In Chapter 3, we showed how to estimate average transition rates based on data extending over several years. If such rates are used to estimate next year’s transition rates, one would implicitly assume the next year to be a typical or average year.
This may be an appropriate assumption in some situations; in others, however, we may have good reason to believe that the following year should be relatively good or bad for credits. If the economy is just moving into a recession, for example, we should expect default rates to be relatively high.
In this chapter, we show how to use readily available information to predict default and transition rates for corporates rated by a major rating agency. The fact that default and transition rates can indeed be predicted might cast doubt on the efficiency of agency ratings.
If there were good reasons to believe, say at the end of 2001, that the default rate of BB-rated issuers was to be relatively high in 2002, why did the agency not downgrade more BB-rated issuers? To understand this, it is crucial to know that agencies do not aim at assigning ratings in such a way that the one-year default probability of a rating category is constant across time.
By contrast, ratings are meant to be relative assessments of credit quality. If overall economic conditions have deteriorated, affecting all borrowers in a similar way, the previous relative ordering would still be correct, even though the default probability of a given rating category may substantially deviate from its average in the past.
5. Modeling and Estimating Default Correlations with the Asset Value Approach
The previous chapters have focused on the measurement of individual default probabilities.

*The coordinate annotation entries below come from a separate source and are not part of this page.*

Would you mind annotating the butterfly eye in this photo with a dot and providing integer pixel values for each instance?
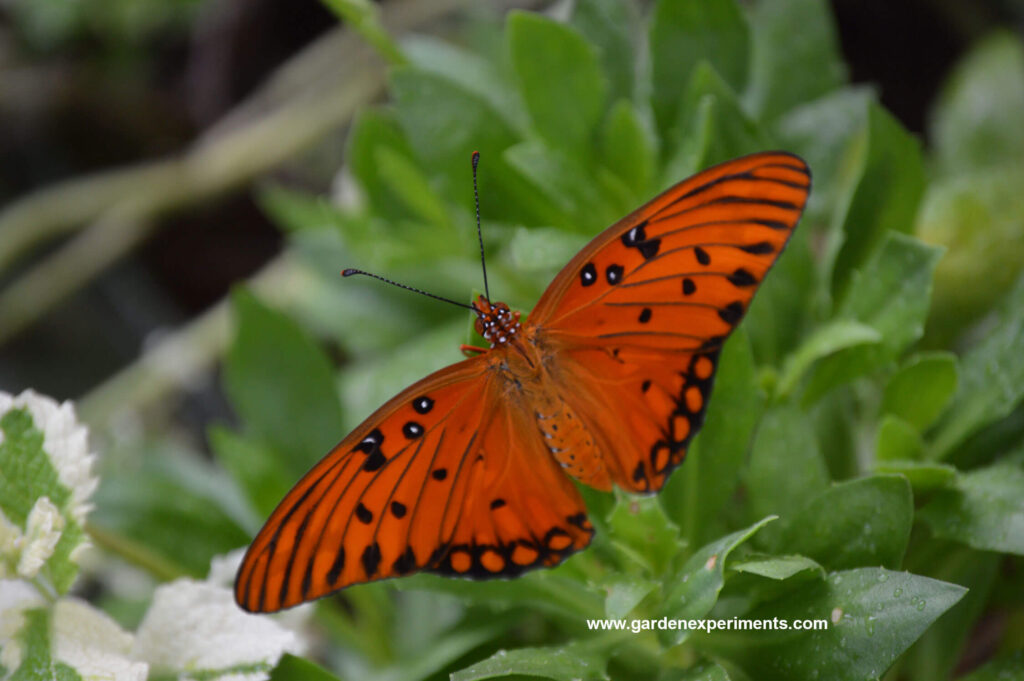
(588, 274)
(613, 273)
(423, 405)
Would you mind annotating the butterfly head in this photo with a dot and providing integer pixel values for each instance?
(496, 322)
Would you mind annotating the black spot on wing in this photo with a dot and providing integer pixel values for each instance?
(371, 559)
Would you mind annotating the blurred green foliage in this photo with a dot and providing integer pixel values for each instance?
(842, 444)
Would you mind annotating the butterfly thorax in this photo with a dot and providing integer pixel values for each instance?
(496, 323)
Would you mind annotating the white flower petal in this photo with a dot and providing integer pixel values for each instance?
(196, 626)
(222, 571)
(11, 541)
(93, 644)
(66, 441)
(42, 531)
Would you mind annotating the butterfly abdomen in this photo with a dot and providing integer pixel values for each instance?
(570, 441)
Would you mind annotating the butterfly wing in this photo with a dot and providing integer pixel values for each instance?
(639, 315)
(434, 479)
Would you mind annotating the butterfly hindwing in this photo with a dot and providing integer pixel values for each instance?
(372, 508)
(467, 472)
(523, 512)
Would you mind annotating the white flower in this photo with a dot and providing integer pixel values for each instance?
(94, 645)
(10, 542)
(195, 629)
(66, 442)
(42, 531)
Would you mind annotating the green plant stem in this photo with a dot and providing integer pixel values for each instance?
(181, 357)
(135, 553)
(364, 17)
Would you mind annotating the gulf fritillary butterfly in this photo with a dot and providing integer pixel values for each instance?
(464, 473)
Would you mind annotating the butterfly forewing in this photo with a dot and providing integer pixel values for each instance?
(638, 316)
(371, 508)
(437, 480)
(465, 472)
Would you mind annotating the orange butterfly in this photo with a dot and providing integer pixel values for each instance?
(464, 473)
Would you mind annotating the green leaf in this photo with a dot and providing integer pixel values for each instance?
(444, 123)
(174, 504)
(700, 672)
(373, 130)
(543, 249)
(375, 380)
(941, 648)
(560, 80)
(629, 149)
(891, 294)
(875, 614)
(640, 527)
(781, 311)
(683, 33)
(472, 73)
(411, 186)
(975, 123)
(1001, 668)
(696, 494)
(860, 522)
(897, 439)
(26, 470)
(984, 509)
(28, 474)
(923, 476)
(547, 591)
(884, 198)
(261, 472)
(979, 217)
(37, 662)
(785, 468)
(991, 378)
(581, 203)
(282, 384)
(796, 55)
(625, 592)
(823, 132)
(712, 125)
(922, 388)
(695, 588)
(826, 339)
(777, 567)
(295, 211)
(608, 26)
(291, 668)
(574, 662)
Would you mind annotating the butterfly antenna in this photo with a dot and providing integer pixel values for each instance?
(350, 271)
(479, 233)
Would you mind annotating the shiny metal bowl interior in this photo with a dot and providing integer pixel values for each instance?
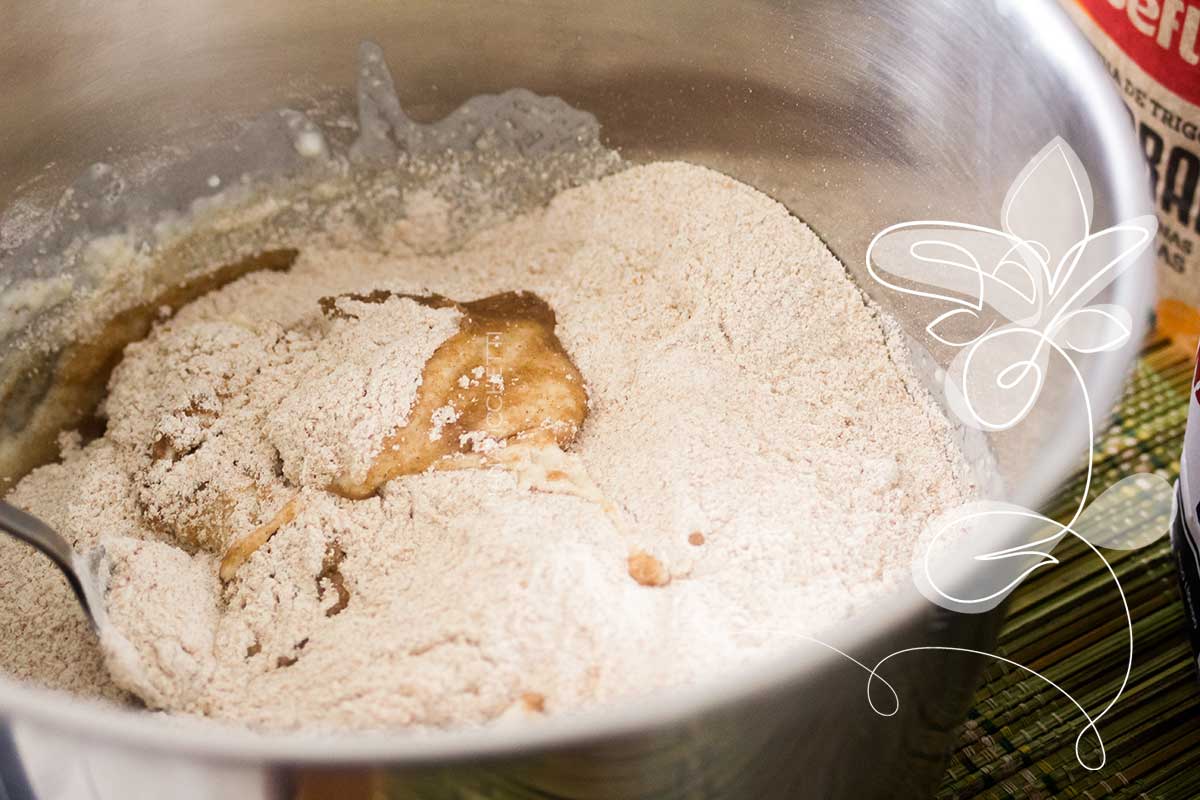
(855, 114)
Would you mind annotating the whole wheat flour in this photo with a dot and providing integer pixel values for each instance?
(754, 462)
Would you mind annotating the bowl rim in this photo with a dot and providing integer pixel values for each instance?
(95, 721)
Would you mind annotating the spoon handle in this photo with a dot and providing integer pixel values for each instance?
(34, 531)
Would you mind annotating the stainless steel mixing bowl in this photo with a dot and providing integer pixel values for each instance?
(857, 114)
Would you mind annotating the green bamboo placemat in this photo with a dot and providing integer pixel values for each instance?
(1067, 623)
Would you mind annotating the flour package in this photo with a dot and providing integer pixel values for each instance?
(1152, 50)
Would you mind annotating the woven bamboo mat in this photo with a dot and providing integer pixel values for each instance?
(1067, 623)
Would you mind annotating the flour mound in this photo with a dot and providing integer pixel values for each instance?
(766, 467)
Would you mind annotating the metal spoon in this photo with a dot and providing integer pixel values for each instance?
(82, 570)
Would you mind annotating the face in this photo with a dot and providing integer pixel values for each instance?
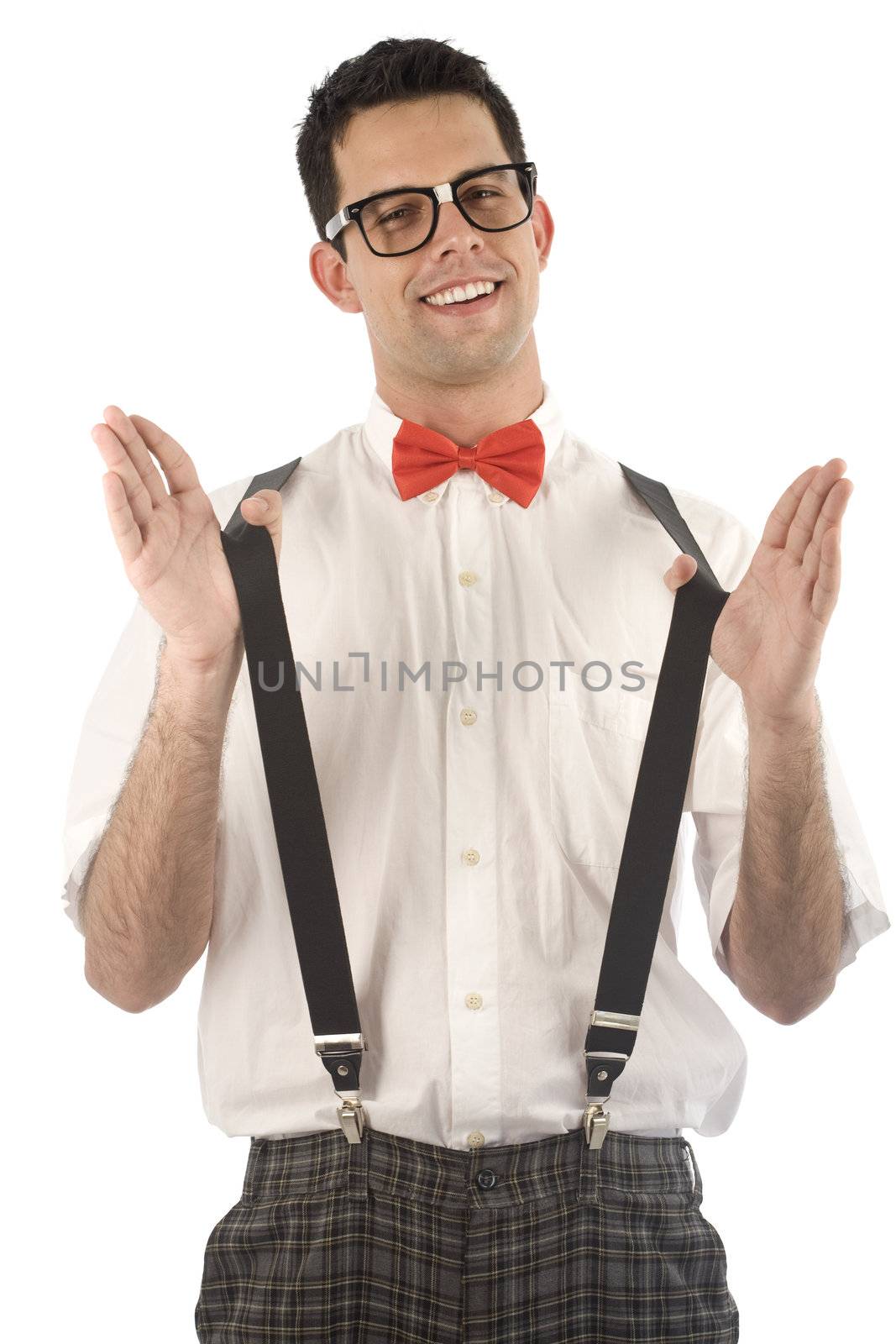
(425, 143)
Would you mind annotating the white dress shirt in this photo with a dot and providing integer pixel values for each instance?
(474, 831)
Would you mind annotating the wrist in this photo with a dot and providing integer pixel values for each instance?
(201, 690)
(802, 717)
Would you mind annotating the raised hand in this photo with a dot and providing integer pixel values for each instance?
(170, 538)
(768, 635)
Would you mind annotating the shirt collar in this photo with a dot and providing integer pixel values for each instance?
(380, 427)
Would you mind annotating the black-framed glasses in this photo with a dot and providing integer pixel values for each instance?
(402, 219)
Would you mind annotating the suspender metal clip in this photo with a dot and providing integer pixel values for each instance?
(349, 1110)
(351, 1117)
(597, 1122)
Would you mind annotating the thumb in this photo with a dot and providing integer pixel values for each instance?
(680, 571)
(266, 510)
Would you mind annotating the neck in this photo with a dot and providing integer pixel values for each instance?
(465, 412)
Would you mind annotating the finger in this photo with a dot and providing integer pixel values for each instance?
(826, 589)
(257, 512)
(123, 526)
(175, 460)
(783, 512)
(802, 528)
(136, 449)
(118, 460)
(680, 571)
(831, 515)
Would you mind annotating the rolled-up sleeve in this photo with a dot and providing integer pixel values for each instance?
(109, 738)
(718, 797)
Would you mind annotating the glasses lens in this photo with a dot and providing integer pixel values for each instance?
(396, 222)
(401, 221)
(497, 199)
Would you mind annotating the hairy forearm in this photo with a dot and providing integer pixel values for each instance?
(786, 924)
(147, 902)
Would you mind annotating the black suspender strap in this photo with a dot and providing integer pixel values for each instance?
(654, 817)
(301, 832)
(296, 806)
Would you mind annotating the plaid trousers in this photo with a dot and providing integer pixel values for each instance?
(392, 1240)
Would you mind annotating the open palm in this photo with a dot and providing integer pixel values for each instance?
(170, 538)
(768, 635)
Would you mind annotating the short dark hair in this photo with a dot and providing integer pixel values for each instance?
(392, 71)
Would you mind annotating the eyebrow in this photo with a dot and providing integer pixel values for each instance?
(416, 186)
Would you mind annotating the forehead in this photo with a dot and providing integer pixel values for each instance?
(418, 143)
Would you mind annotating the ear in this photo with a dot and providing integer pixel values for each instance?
(331, 276)
(543, 228)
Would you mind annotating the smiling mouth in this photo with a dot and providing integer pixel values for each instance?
(466, 304)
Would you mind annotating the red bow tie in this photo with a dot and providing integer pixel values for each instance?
(510, 459)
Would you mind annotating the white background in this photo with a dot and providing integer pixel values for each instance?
(718, 311)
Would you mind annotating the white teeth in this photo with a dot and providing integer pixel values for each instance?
(461, 293)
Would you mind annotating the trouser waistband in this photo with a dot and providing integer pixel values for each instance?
(312, 1164)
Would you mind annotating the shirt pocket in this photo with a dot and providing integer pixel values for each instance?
(595, 741)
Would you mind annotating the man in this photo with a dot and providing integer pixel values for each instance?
(474, 826)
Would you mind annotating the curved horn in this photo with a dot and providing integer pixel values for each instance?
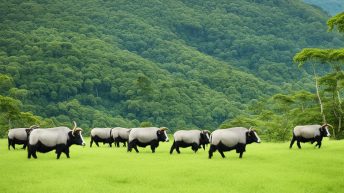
(74, 125)
(326, 124)
(34, 126)
(163, 128)
(329, 125)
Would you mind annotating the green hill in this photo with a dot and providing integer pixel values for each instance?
(333, 7)
(171, 63)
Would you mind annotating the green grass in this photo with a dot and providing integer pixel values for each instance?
(265, 167)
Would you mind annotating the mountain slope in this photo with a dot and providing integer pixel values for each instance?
(333, 7)
(176, 63)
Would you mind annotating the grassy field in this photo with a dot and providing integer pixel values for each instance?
(265, 167)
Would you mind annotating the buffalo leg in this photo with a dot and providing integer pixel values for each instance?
(9, 143)
(153, 148)
(135, 147)
(240, 155)
(298, 144)
(222, 154)
(212, 149)
(173, 147)
(292, 142)
(32, 152)
(318, 144)
(66, 151)
(34, 155)
(13, 144)
(194, 147)
(29, 149)
(91, 142)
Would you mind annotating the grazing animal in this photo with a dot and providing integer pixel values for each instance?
(19, 136)
(101, 135)
(120, 134)
(187, 138)
(232, 138)
(309, 133)
(143, 137)
(58, 138)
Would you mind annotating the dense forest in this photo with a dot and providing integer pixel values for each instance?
(181, 63)
(333, 7)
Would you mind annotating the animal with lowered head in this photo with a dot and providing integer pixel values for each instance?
(57, 138)
(309, 133)
(232, 138)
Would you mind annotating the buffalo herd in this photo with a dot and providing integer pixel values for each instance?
(44, 140)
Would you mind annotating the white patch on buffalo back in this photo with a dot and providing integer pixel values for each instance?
(83, 142)
(327, 132)
(258, 139)
(166, 136)
(208, 136)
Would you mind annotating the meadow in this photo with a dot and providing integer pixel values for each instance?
(265, 167)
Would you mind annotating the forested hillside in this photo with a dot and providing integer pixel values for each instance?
(178, 63)
(331, 6)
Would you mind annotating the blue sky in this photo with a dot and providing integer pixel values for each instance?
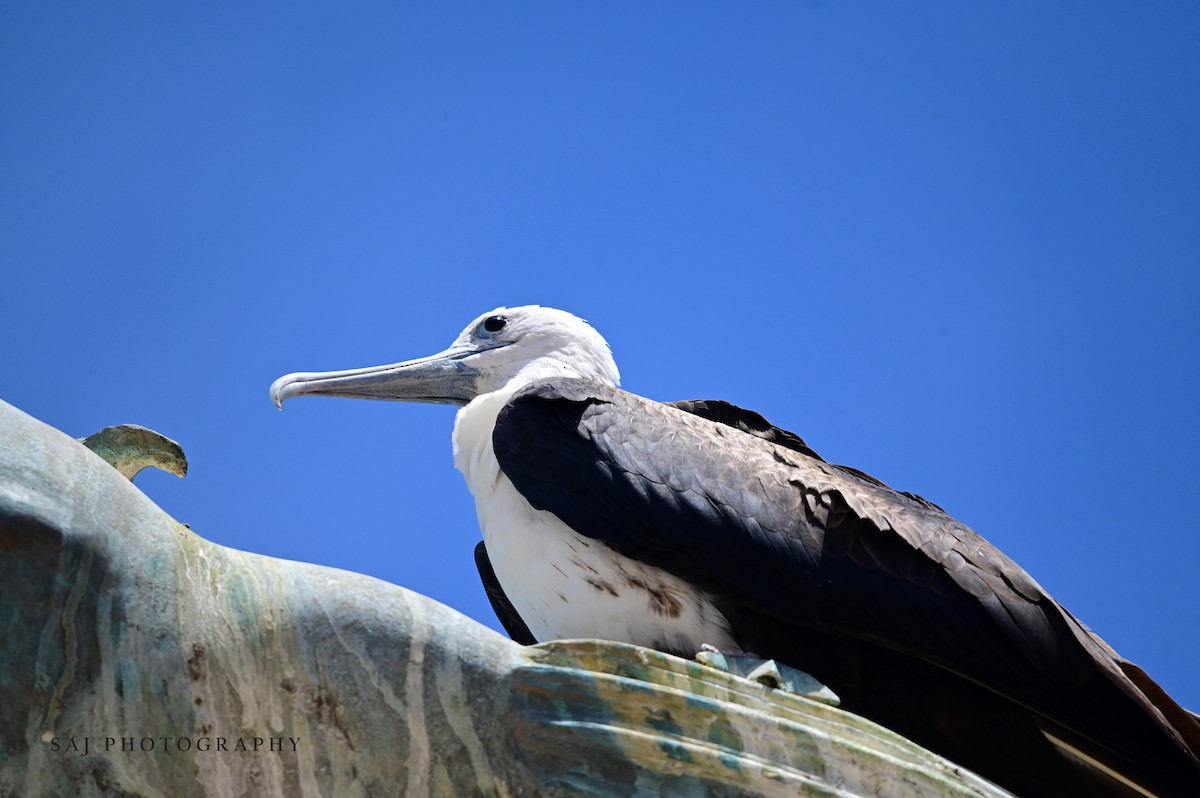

For a financial institution that wants to assess the default risk of its loan portfolio, however, individual default probabilities are not enough. Consider the simplest case: a portfolio comprises only two borrowers, and the bank would like to know the probability that both borrowers default in the next period.
This cannot be measured with the default probabilities alone. We could assume that the two borrowers are independent. The probability that both of them default would then equal the product of the two individual default probabilities. Default rates of firms, however, fluctuate with macroeconomic or industry-specific conditions, so we should not rely on defaults being independent.
What we need to know in this case is the joint default probability. As we will see in this chapter, this will lead us directly to the default correlation. We will also examine a widely used way of modeling default correlations, the so-called asset-value approach. We show how to estimate the relevant parameters based on historical default experience and how to assess the quality of the parameter estimates. The two estimation methods that we consider are the method of moments approach and the maximum likelihood approach.